故人を弔う葬式で泣き叫び、床を転げまわる若者たち。故人の親類・友人ではなく葬式を盛り上げるために雇われたサクラの集団だ。葬式を盛り上げることで200~5000ケニアシリング(200~5000円)稼ぐ。この「葬式盛り上げ団」が生まれた背景には、家族のために稼ぎたい若者と親族の地方離れに悩む村人との持ちつ持たれつの関係にある。

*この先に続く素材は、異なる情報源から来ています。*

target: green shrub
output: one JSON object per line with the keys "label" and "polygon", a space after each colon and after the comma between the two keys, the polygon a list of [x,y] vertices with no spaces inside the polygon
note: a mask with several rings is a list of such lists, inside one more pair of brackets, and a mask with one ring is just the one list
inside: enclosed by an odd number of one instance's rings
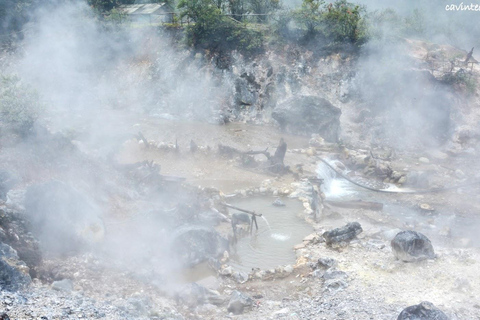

金曜日の深夜、ケニア西部シアヤ郡の村。マイケル・オニャンゴさんの葬式にその集団はいた。ダンスミュージックやゴスペルが大音量で延々と鳴り響き、人々が歌い踊るというルオ族伝統の葬式スタイル。葬式は夜中の2時過ぎまで続き、クライマックスへ。故人が友人たちによって埋葬される瞬間、棺につかまり一緒に埋葬されようとする若者、泣き叫んで床を転げ回る若者の姿が。参列者の間でホッとした笑いが広がる。スマートフォンを取りだし、その様子を撮影する人も。
埋葬される悲しみを棺につかまることで表現したダンカン・オチエンさん(20)は「故人の親せきに頼まれた。大役だから5000ケニアシリング(約5000円)もらう予定。費用は父親の通院費用に充てたい」と話す。オチエンさんの友人(21)は「きょうだいの進学費用に使う。余れば自分の靴を買いたい」と満面の笑顔。2人とも現在求職中で、知人の紹介を受けて、1カ月に2回くらい、見ず知らずの土地の葬式に行くという。
この葬式では他に3人の若者がいた。役柄によってギャラが違うようで、泣きながら故人の名前を大声で叫んだ人は1000ケニアシリング(約1000円)、泣き叫びながら地面を転げ回った人は3000ケニアシリング(約3000円)を得たという。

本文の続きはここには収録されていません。